1) Apertura dell'istruttoria di mutuo:
l'aspirante mutuatario presenta la richiesta di concessione di mutuo, indicando tutti i dati tecnici ed economici necessari al mutuante per la valutazione preliminare della domanda e che riguardano tanto l'aspetto soggettivo (condizioni economiche del richiedente, reddito, altri prestiti in essere) quanto quello finalistico (scopi della richiesta del mutuo - es. acquisto di casa); accessoriamente si produce tutta la documentazione accessoria (compromesso, atto di provenienza del bene da acquistare, documentazione catastale). Quindi il richiedente il mutuo, per avviare la pratica, deve presentare sia la documentazione tecnica che la documentazione reddituale.

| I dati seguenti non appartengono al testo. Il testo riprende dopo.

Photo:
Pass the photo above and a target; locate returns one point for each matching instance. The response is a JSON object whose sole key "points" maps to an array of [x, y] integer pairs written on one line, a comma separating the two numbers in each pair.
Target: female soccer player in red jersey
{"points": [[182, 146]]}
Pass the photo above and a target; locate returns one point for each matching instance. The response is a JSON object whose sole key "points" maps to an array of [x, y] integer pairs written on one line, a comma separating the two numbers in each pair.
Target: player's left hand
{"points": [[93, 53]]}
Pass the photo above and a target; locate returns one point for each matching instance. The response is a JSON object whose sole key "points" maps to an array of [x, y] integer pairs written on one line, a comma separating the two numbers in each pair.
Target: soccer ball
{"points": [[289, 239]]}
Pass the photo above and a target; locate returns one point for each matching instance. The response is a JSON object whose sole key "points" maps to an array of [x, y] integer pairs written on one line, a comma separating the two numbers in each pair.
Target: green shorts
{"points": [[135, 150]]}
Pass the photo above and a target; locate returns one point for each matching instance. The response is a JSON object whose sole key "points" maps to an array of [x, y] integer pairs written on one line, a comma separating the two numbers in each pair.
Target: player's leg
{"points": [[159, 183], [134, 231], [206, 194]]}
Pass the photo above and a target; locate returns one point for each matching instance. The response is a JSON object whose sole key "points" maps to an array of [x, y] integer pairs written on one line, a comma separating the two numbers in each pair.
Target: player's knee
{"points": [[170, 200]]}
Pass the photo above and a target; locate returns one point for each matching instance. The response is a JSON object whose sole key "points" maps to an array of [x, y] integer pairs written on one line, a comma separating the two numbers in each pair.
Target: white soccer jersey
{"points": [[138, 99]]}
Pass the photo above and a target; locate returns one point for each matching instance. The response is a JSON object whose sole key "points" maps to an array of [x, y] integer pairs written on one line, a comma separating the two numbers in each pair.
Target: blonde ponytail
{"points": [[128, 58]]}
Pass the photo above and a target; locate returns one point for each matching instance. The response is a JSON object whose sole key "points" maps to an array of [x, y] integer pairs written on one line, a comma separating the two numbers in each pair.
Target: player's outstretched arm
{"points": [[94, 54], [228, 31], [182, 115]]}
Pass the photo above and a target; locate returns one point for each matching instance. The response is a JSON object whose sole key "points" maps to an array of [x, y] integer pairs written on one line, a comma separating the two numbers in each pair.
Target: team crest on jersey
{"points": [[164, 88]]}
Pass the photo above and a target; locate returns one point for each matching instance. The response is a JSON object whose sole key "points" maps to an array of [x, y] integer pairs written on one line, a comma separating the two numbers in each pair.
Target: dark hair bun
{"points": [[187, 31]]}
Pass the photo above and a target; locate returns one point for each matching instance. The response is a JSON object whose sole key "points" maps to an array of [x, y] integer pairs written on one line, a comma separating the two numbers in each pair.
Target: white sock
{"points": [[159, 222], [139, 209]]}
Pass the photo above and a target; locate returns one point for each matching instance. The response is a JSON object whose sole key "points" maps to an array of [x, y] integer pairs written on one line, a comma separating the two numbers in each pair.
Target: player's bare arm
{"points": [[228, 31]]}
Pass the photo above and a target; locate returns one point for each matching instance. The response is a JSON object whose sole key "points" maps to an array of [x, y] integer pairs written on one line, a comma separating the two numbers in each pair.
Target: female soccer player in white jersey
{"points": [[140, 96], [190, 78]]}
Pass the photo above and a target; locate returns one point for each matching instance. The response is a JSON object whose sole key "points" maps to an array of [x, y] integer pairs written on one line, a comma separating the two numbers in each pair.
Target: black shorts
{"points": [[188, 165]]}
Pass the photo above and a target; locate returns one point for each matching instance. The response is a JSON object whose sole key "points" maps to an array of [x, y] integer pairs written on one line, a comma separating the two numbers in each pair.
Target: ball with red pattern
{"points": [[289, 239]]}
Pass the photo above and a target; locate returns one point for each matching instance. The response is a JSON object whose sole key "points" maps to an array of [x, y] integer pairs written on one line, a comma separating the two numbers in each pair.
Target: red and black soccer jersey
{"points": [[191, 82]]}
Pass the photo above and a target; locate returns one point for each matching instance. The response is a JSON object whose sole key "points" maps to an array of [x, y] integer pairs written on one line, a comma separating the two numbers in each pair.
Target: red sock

2) Perizia ed altri accertamenti:
l'immobile presentato a garanzia del credito deve essere esaminato da un perito di fiducia del mutuante (cioè della banca), il quale deve individuarlo con precisione, descriverne consistenza e caratteristiche giuridiche e tecniche ed indicarne il valore tramite una perizia; a seconda dei casi possono svolgersi altri accertamenti in ordine a particolari situazioni di fatto e di diritto (ad esempio condoni non ancora ultimati, ipoteche già iscritte da altre banche,ecc).

3) Chiusura dell'istruttoria:
l'istruttoria, una volta che la documentazione è stata raccolta, prevede la valutazione dell'ammissibilità del mutuo e si conclude  con la delibera di concessione ovvero con la mancata concessione del mutuo; in questo caso, si registra che la comunicazione al mutuatario di non accoglimento della domanda è più frequentemente trasmessa in modo del tutto informale e che la maggior parte delle istruttorie non andate a buon fine non hanno una chiusura formale.

4) Atto di mutuo:
con l'atto di mutuo il contratto entra in pieno effetto, il mutuante consegna il capitale erogato al mutuatario (in realtà al datore di ipoteca, cioè a colui che presta la garanzia) e vengono eseguite le formalità relative alla garanzia prestata (iscrizione di ipoteca).
Di norma la banca non rende disponibile la somma la stessa giornata della stipula del mutuo, ma aspetta che il notaio iscriva l'ipoteca presso i pubblici registri e che, trascorsi 8 giorni dalla trascrizione, l'ipoteca di consolidi (cioè diventi opponibile a eventuali terzi creditore del mutuatario). Solo dopo il consolidamento dell'ipoteca la banca rende effettivamente disponibile la somma con l'erogazione del mutuo.
Per questo motivo in caso di stipula contestuale di compravendita dell'immobile e di mutuo, il mutuatario acquirente dell'immobile dà alla banca erogante una disposizione irrevocabile di bonifico, cioè l'ordine non revocabile di effettuare, appena il mutuo sarà erogato, un bonifico a favore del venditore per la somma della compravendita. Di norma, passano circa 15 giorni tra la data di stipula del mutuo e la data di effettiva erogazione.
Nel caso in cui il venditore voglia ricevere la somma della compravendita la mattina stessa della stipula della compravendita e del mutuo la banca che erogherà il mutuo di solito mette a disposizione del mutuatario un prefinanziamento, che si estinguerà con l'effettiva erogazione del mutuo.